Cuánto pie necesitas
Los bancos chilenos financian habitualmente hasta el 80% del valor de la propiedad, es decir, exigen un pie del 20%. Existen créditos con 90% de financiamiento —pie del 10%— pero vienen con una tasa más alta, porque el banco asume más riesgo. En propiedades de inversión o segunda vivienda el pie exigido suele subir a 30% o 40%.
El pie no es lo único que necesitas tener ahorrado. A eso se suman los gastos operacionales: tasación, estudio de títulos, redacción de escritura, notaría, inscripción en el Conservador de Bienes Raíces e impuesto al mutuo. En conjunto rondan el 2% del monto del crédito, y muchos compradores los descubren tarde.
Qué renta te piden para que te aprueben
La regla no escrita del mercado chileno es que el dividendo no debe superar el 25% de la renta líquida del hogar. Algunos bancos estiran hasta el 30% para perfiles con buen historial o con codeudor. Si el dividendo estimado es $612.672, la renta líquida sugerida ronda los $2.450.687 mensuales.
Además del ratio de renta, el banco evalúa tu comportamiento de pago, tu antigüedad laboral (habitualmente piden un mínimo de un año) y tu nivel de endeudamiento total, incluyendo tarjetas y créditos de consumo vigentes. Para saber tu renta líquida exacta usa la calculadora de sueldo líquido.
Tasa fija, variable o mixta
- Tasa fija: la misma durante todo el crédito. Es la más común en Chile y la más predecible: sabes exactamente cuánto pagarás en UF hasta la última cuota.
- Tasa variable: se recalcula periódicamente según un índice de referencia. Parte más baja, pero puede subir. Poco frecuente en el mercado local.
- Tasa mixta: fija los primeros años y variable después. Un intermedio que conviene solo si planeas vender o prepagar antes de que empiece el tramo variable.
Mutuo hipotecario y letra hipotecaria
El mutuo hipotecario endosable es hoy el instrumento dominante: el banco te presta directamente y puede después ceder el crédito a otra institución. La letra hipotecaria, más antigua, financia el crédito emitiendo letras que se venden en el mercado, por lo que el monto final depende del precio al que se transaron. Para el deudor, la diferencia práctica está en la certeza del monto: con mutuo sabes exactamente cuánto recibes.

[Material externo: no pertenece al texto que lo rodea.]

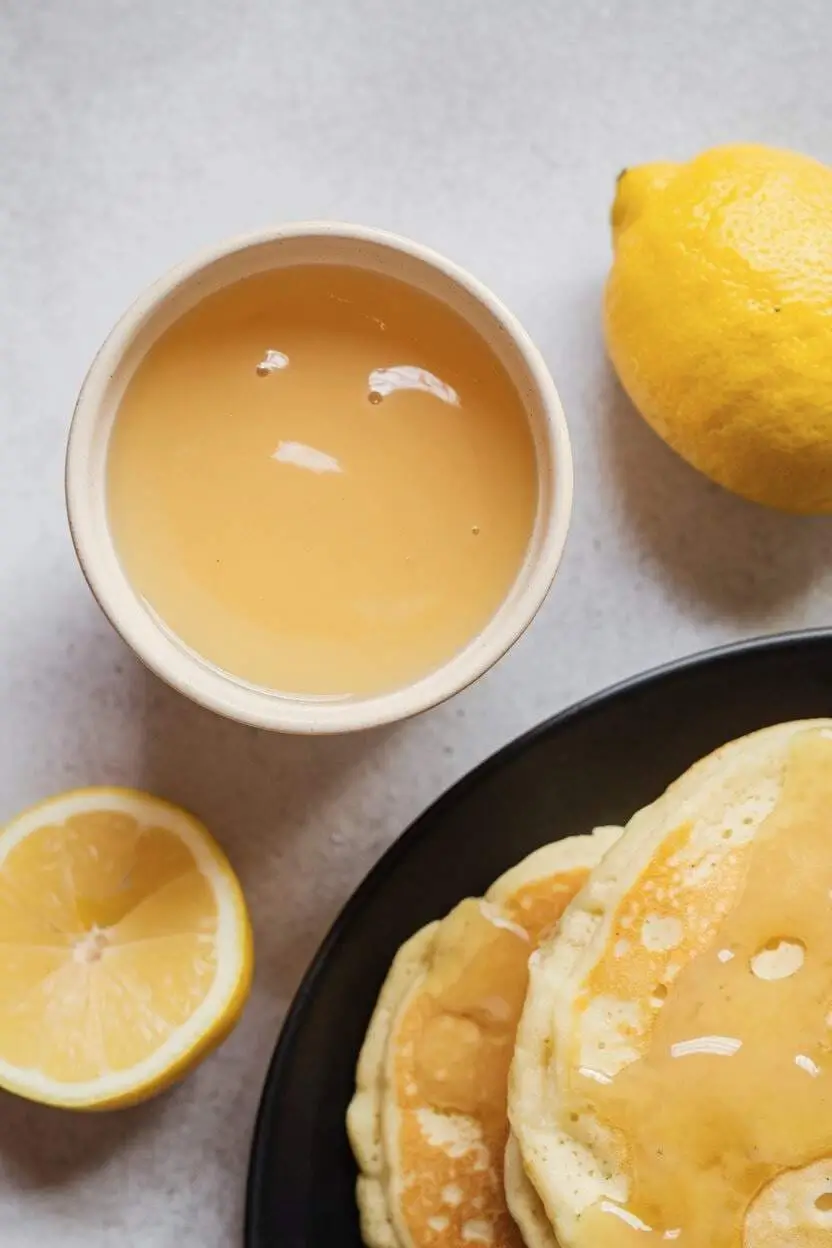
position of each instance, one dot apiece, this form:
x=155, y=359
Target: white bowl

Prepago: cuándo conviene y cuánto cuesta
Puedes prepagar total o parcialmente en cualquier momento. La ley permite al banco cobrar una comisión de prepago de hasta un mes y medio de intereses sobre el capital que prepagas. Aun con ese costo, el prepago suele convenir mucho, porque elimina todos los intereses futuros de ese capital.
Al prepagar puedes elegir entre bajar la cuota o acortar el plazo. Acortar el plazo ahorra bastante más intereses; bajar la cuota da alivio mensual inmediato. Si tu objetivo es pagar menos en total, acorta el plazo.
Qué es la CAE y por qué es lo único comparable
La Carga Anual Equivalente resume en un solo porcentaje el costo total del crédito: tasa de interés, comisiones, seguros y gastos. Dos créditos con la misma tasa nominal pueden tener CAE muy distintas si uno carga seguros más caros. Por ley las instituciones deben informarla, y es el único número que permite comparar ofertas de distintos bancos de forma justa.
Cómo funciona este simulador
El cálculo se hace en tu navegador con el sistema francés de amortización, tomando el valor de la UF del día desde la serie del Banco Central. Los seguros y gastos operacionales son estimaciones de mercado, no cotizaciones: el banco define los suyos tras evaluarte. Ningún dato que escribas se envía ni se guarda.